Becoming a stay-at-home parent wasn't exactly something 31-year-old Alan Barch had planned on when he graduated college. But when his wife wanted to go back to school to become a Nurse Practitioner, he decided he wanted to make a change too.
"She has her career and she asked me what I wanted to do and I think she was surprised when I said I want to stay at home with the kids," said Barch.
At the time they had just two children, but fast forward three years, and two more kids have been added to the mix, with another surprise on the way.
“We’re expecting again in April," said Barch.
Over the years, Barch has embraced the role of stay-at-home parent. He’s filled his resume with various titles such as housekeeper, chef and even hairstylist.
"I get a lot of looks. On the playground, I get a lot of looks.

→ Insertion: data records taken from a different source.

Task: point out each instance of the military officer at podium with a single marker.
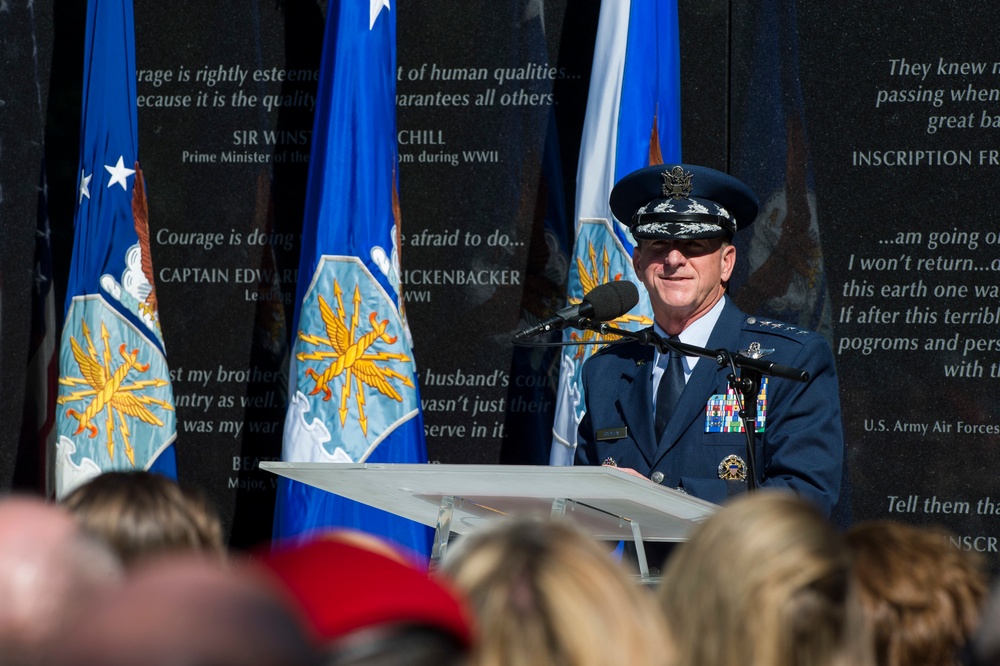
(673, 419)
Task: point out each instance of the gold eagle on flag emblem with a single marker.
(109, 390)
(352, 356)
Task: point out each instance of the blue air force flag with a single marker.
(353, 396)
(115, 401)
(632, 120)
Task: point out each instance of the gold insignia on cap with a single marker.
(677, 183)
(732, 468)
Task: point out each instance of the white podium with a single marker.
(607, 503)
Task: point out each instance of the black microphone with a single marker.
(602, 303)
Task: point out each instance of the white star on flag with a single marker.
(119, 173)
(376, 8)
(84, 185)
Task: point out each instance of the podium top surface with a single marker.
(604, 501)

Some people will come up to me and say ‘hey, you're doing great, it's a great thing,’ but I think a lot of people kind of do a double take when they see I have four kids and they're all hanging on me," said Barch.
While he admits his job isn't an easy one, it's one Barch says he wouldn't trade for anything.
“The biggest reward is just getting to be a part of their everyday life. These are precious moments and precious days and so just to be part of that, and be a big part of that, is the best reward by far," said Barch.
And he isn't alone.
Barch is just one of the nearly 200,000 stay-at-home fathers across the country reshaping the family dynamic.
According to the U.S. Census, in 2002, 93,000 dads were stay-at-home fathers while the mother worked full-time. Over the next 12 years, that number more than doubled.
"It took me a while to get out of the archaic thinking that the woman should be one to stay at home and the male should work," said Ryan Walter of Sioux Falls.
When a start-up business failed to pan out, Ryan Walter found himself out of a job. He decided to take some time off to look for a new career. Six years and three kids later, he's gone from full-time job search to full-time diaper duty.
“We decided we could make it work with her income and thought, what a blessing for one of us to be able to stay home with the kids," said Walter.
While staying at home allows him more time with his youngest daughter Ellie, the choice did come with some sacrifices. However, they are sacrifices that Walter says are worth it.
“If I stayed working, sure we could have maybe moved into a bigger house or had nice newer cars, but that's materialistic stuff," said Walter. “I couldn't trade that for being at home with my kids. It was a no brainer.”
The U.S. Census report only includes fathers not working full-time for one year and not looking for work.
Another in depth study out of Appalachian State University suggests the number of stay-at-home fathers could actually be as high as 1.4 million.